In the case of Big Fish — which, in its 2003 Tim Burton screen incarnation, included a number of fantasy sequences — the potential for a musical- theater conversion was obvious from the start to August, who wrote the screenplay, as well as Jinks.
“The first conversation we had was actually right before the movie came out,” Jinks remembers. “But we knew that a theatrical experience would have to be its own thing,” a point echoed by Sher, who still hasn’t seen the film version of Bridges in its entirety, and by August, who “never opened my old script” while working on the stage version of Big Fish and watched the movie again only after the musical had its world premiere in Chicago last spring.
August was particularly excited about the prospect of having Edward Bloom and his wife, Sandra, who in the film are played by different actors in young adulthood and their older years, each portrayed by one performer onstage.
“Movies are so literal that you can’t have an actor age from 16 to 65,” August notes. “Onstage you can, because the audience is on your side.”
How Broadway audiences will respond to Big Fish, and to Bridges and
Rocky, remains to be seen, of course. The musicals Far From Heaven and
Giant, based on the 1956 screen epic, enjoyed successful runs off- Broadway just last season. But closer to Times Square, more serious- minded adaptations have been a rarity.
Longtime Broadway producer Kevin McCollum, who recently formed a joint venture with 20th Century Fox and other executives to develop stage productions based on the studio’s films, is nonetheless hopeful that a wider range of movies will prove ripe for musical treatment in the near future. “Because there’s more and more technology in film, I think people are thirstier for shows that make the human being the center of the story,” McCollum says.
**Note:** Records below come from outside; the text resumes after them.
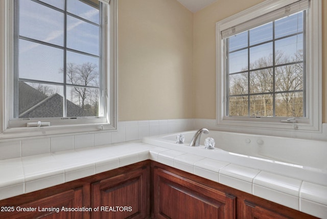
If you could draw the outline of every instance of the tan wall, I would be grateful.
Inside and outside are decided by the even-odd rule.
[[[118,3],[119,121],[193,118],[193,14],[176,0]]]
[[[216,23],[262,2],[219,0],[193,14],[176,0],[119,0],[119,120],[215,119]],[[327,0],[322,4],[327,11]],[[322,17],[327,122],[327,16]]]
[[[216,23],[262,2],[263,0],[219,0],[195,13],[196,118],[216,118]],[[327,11],[327,0],[322,0],[322,11]],[[323,13],[322,27],[322,119],[323,122],[327,122],[327,16]]]

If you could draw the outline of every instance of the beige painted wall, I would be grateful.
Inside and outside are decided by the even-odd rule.
[[[196,118],[216,118],[216,23],[262,2],[263,0],[219,0],[195,13]],[[322,0],[322,11],[327,11],[327,0]],[[322,19],[322,121],[327,122],[327,16],[323,13]]]
[[[119,0],[119,121],[215,119],[216,23],[262,2],[219,0],[193,14],[176,0]],[[327,0],[322,4],[327,11]],[[327,16],[322,16],[327,122]]]
[[[118,3],[119,121],[193,118],[193,14],[176,0]]]

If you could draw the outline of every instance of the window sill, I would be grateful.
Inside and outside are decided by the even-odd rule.
[[[10,128],[0,133],[0,140],[38,136],[44,137],[56,135],[72,135],[77,133],[82,134],[83,133],[116,130],[116,126],[113,126],[109,123]]]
That, of course, can be done with humor, a key element in most drama, including the classic musicals cited by Sher. Director and librettist James Lapine, a frequent Sondheim collaborator who directed the current Broadway revival of Annie and will be represented off- Broadway this fall by a musical adaptation of the 2006 film
Little Miss Sunshine, was impressed by the balance that Harvey Fierstein managed in his book for current musical smash Kinky Boots, which also was first a movie.
“The ( Boots) producers did a great job picking Harvey, someone with a track record and a very specific point of view,” Lapine says. “A musical has to have something to say. You have to be compelled to write it for a reason.”
Lippa, who, with August, has spent a good chunk of the past nine years trying to ensure that the musical Big
Fish has something to say, concedes that avoiding sentimentality has been a concern for him, but not an especially pressing one.
“The trick is staying honest,” Lippa says. “John and I relate to the people in this show, and we tried to write about them at a level that’s a little more honest than you can be in real life. If you write that way, it’s not sentimental; it’s really emotional. And that’s how you draw people in.”